Closed mxschmitt closed 1 year ago
@lemarakis
cloud you try my proposal of #6899 (comment) and leave a thumb if it works? imo it would greatly reduce the risc to run into that error.
I checked this workaround. It seems that solve the locking problem, but the portal becomes a sluggish. I am experimenting with the indices, e.g. deleted the fs_storage_path_prefix from oc_filecache and it seems way better.
Maybe a misunderstanding. My proposal was : "Remove all indices but primary" (from oc_filecache, but only those!) and then add the given ones, so fs_storage_path_prefix should be deleted like every default index of that table anyway.
Like that,
if after that, the speed of the portal is a problem, activate slowlog with explain an give the output. I did not see any slowlogs since than (without one single statement run by cronjob, taking 2 seks)
@obel1x
Maybe a misunderstanding. My proposal was : "Remove all indices but primary" (from oc_filecache, but only those!) and then add the given ones, so fs_storage_path_prefix should be deleted like every default index of that table anyway.
Like that,
- the indexsize should shrink dramatically
- the speed should improve
- the locking-problem should be greatly reduced
if after that, the speed of the portal is a problem, activate slowlog with explain an give the output. I did not see any slowlogs since than (without one single statement run by cronjob, taking 2 seks)
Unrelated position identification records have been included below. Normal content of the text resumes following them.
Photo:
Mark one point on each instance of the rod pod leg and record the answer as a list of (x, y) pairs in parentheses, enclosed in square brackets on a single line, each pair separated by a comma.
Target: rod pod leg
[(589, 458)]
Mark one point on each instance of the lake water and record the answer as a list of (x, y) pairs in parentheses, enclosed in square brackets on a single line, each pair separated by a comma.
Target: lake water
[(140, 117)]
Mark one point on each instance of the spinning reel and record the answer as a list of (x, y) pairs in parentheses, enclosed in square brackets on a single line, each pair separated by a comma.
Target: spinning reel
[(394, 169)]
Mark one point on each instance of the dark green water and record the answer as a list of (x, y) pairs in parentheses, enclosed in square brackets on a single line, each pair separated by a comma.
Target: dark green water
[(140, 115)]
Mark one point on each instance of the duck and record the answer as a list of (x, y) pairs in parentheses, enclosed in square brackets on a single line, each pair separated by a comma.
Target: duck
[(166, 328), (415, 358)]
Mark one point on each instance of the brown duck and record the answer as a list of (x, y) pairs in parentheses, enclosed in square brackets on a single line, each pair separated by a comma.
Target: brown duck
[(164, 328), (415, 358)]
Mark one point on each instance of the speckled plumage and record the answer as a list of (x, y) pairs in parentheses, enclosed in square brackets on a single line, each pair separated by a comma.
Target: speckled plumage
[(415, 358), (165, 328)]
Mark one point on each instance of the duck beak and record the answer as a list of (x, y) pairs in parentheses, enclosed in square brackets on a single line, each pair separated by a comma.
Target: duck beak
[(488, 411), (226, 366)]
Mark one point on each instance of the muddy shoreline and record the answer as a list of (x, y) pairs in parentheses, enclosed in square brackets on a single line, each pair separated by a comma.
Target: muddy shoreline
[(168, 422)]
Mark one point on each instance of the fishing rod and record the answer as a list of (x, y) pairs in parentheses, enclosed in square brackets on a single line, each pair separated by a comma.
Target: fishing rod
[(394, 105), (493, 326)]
I am testing with the following index schema (as you suggest):
PRIMARY KEY USING BTREE (fileid), KEY path_hash USING BTREE (path_hash), KEY fs_parent USING BTREE (parent)
No DB deadlocks for the time being and the site responds fast enough.
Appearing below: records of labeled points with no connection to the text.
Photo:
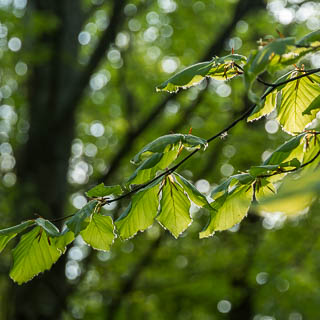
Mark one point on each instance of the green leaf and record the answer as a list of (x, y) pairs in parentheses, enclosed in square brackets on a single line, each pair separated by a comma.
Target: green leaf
[(315, 105), (99, 233), (311, 39), (269, 169), (167, 143), (49, 227), (174, 209), (218, 68), (65, 238), (243, 178), (297, 96), (264, 189), (260, 59), (77, 223), (101, 191), (230, 209), (9, 233), (271, 101), (140, 213), (33, 254), (157, 162), (289, 150), (193, 193)]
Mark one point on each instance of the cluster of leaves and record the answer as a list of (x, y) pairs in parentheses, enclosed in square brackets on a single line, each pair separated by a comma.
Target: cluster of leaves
[(161, 194)]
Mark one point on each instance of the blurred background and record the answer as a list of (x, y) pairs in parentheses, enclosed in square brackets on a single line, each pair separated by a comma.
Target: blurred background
[(78, 100)]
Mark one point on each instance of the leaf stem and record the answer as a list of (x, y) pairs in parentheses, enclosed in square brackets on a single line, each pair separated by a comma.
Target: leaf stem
[(219, 134)]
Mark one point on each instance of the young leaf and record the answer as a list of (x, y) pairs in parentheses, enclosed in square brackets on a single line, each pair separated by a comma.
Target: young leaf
[(315, 105), (9, 233), (230, 209), (77, 223), (193, 193), (269, 169), (218, 68), (174, 209), (297, 96), (101, 191), (140, 213), (242, 178), (289, 150), (167, 143), (264, 189), (271, 101), (99, 233), (33, 254), (311, 39), (259, 60), (49, 227), (65, 238), (148, 169)]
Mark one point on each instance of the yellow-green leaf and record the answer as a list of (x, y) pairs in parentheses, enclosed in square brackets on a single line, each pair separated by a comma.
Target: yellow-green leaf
[(140, 213), (174, 209), (9, 233), (231, 208), (33, 254), (99, 233), (218, 68), (296, 98)]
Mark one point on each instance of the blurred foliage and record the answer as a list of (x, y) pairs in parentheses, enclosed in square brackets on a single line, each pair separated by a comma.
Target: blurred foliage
[(264, 269)]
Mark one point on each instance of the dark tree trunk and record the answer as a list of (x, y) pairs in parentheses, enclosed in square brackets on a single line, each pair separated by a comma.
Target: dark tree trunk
[(43, 162)]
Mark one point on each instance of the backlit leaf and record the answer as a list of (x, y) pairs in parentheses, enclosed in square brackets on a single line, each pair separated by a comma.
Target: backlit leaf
[(49, 227), (157, 162), (167, 143), (78, 222), (193, 193), (99, 233), (174, 209), (101, 190), (218, 68), (140, 213), (297, 96), (33, 254), (230, 209), (9, 233)]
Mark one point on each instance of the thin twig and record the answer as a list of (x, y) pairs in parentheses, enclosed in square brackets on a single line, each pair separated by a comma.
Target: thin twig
[(219, 134)]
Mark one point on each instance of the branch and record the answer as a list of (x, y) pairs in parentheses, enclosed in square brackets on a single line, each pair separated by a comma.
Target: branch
[(219, 134)]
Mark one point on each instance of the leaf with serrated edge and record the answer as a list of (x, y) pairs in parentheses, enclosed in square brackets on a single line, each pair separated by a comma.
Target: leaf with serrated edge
[(49, 227), (33, 255), (9, 233), (193, 193), (174, 209), (166, 143), (230, 211), (65, 238), (101, 190), (217, 68), (265, 189), (291, 149), (148, 169), (270, 102), (140, 213), (77, 222), (297, 96), (99, 233)]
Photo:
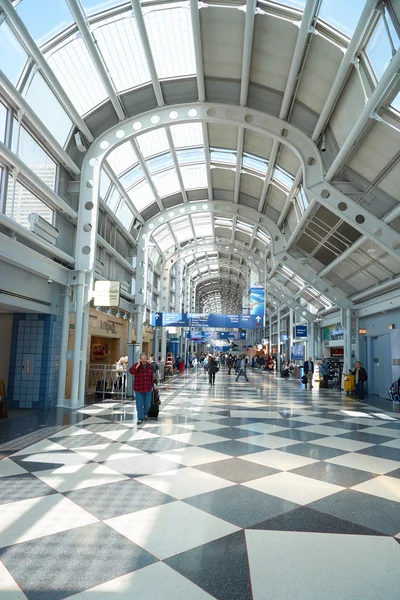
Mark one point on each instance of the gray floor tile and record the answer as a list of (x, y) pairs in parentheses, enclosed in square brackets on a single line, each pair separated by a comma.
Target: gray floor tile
[(364, 509), (57, 566), (241, 506), (237, 470)]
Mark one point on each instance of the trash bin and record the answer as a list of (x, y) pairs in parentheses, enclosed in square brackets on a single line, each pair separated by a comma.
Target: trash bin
[(349, 384)]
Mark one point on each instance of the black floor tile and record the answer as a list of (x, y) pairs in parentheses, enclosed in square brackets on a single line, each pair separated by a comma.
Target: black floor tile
[(364, 509), (237, 470), (240, 505), (233, 447), (220, 567), (22, 487), (119, 498), (60, 565), (313, 451), (336, 474), (309, 520)]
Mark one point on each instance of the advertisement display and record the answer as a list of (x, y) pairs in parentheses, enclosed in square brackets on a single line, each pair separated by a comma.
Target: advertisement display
[(301, 331), (257, 301)]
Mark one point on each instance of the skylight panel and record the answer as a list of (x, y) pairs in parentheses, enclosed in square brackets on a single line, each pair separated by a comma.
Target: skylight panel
[(119, 42), (187, 134), (166, 183), (160, 163), (254, 163), (12, 53), (125, 215), (190, 156), (122, 158), (283, 177), (153, 142), (194, 177), (379, 48), (141, 196), (342, 14), (169, 29), (54, 17), (77, 74)]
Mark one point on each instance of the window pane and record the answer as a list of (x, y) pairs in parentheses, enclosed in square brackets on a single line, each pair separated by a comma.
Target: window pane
[(94, 6), (77, 74), (54, 17), (125, 215), (170, 35), (119, 42), (12, 55), (24, 204), (33, 155), (342, 14), (42, 100), (3, 116), (379, 50)]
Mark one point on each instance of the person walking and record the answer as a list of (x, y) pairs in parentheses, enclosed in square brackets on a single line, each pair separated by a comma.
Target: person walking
[(242, 368), (143, 386), (360, 377), (212, 369), (324, 370), (309, 371)]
I will stay with this setup, until devs solve it (maybe they must redesign the oc_filecache table and/or indices ).
This is just making nc completely useless as a file sync tool. Does anyone know the specific version where this bug was (re)introduced? Or is there at least an official workaround for now?
@0x4A-0x41-0x4B Well, it is nasty and annoying and also slows down machine and consumes disk space and CPU and memory resources, but its not fatal, as restarts are done and somewhen will succeed. I think the basic problem is a bad designed filecache table from the beginning of that software (no normalisation for directories). Than someone added those indices which i consider to be useless. With growing complexity of nextcloud the problem got bigger - well can you try my solution https://github.com/nextcloud/server/issues/6899#issuecomment-1377954159 and leave a thumb up to vote for a change?
Same problems with the latest 25.0.4
@obel1x
Maybe a misunderstanding. My proposal was : "Remove all indices but primary" (from oc_filecache, but only those!) and then add the given ones, so fs_storage_path_prefix should be deleted like every default index of that table anyway. Like that,
- the indexsize should shrink dramatically
- the speed should improve
- the locking-problem should be greatly reduced
if after that, the speed of the portal is a problem, activate slowlog with explain an give the output. I did not see any slowlogs since than (without one single statement run by cronjob, taking 2 seks)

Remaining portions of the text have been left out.